If you truely don’t believe that inflation is purely a money supply phenomenon…..answer yourself this one simple question:
By Daniel at 1 December, 2009, 7:20 pm
What do you think will happen to consumer prices if the Fed printed $100 trillion dollars overnight, and in one fell swoop….paid off all outstanding Federal debt….covered all pending liabilities for social security and medicare….and has enough left over to buy every American family a respectable home?
Do you think it would matter if the velocity of money was zero?
It’s a monetary phenomenon, folks! Don’t let the politicians misguide you. Seriously, if everyone believed the truth, do you really think the Fed will be allowed almost unfettered ability to print money?
Ask yourself another question: are you really paying less for day-to-day living now than you did last year? Do you find that you are, indeed, richer….that every dollar that you earn now is actually buying more stuff than it did last year?
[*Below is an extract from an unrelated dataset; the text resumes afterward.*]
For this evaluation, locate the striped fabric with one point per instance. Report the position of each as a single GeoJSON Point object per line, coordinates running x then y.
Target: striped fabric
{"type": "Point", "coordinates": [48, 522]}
We are our own best surveys, guys. I am certainly finding that my dollar does not go far these days (even compared to two years ago), and I have been (and still am) gainfully employed in a stable job for the past 10 years.
All basic inputs to our economy has gone up in price (i.e. commodities like oil, copper, energy, etc). Factories are definitely feeling it and are responding by firing workers, without having to resort to raising consumer prices. The problem is, the surge in commodity prices is still on-going and shows no signs of abating. Factories are running out of workers to let go. Eventually, there will be two choices….maintain break-even margins by raising consumer prices? Or go bankrupt?
Think about it…. You can’t have something for nothing.
The deflation occurring in the housing industry has to do with fewer sales and less demand. Less demand is deflationary. The government is inflating but the populace is deflating. The jury is out on who will win.
As an example, milk went to 5 dollars per gallon and people quit buying. When gas goes to 4 dollars per gallon people will quit driving.
We are deleveraging. That is highly deflationary. So it is a race. I don’t think the government can easily win this race. Housing is a key factor in making inflation work and housing is dead in the water.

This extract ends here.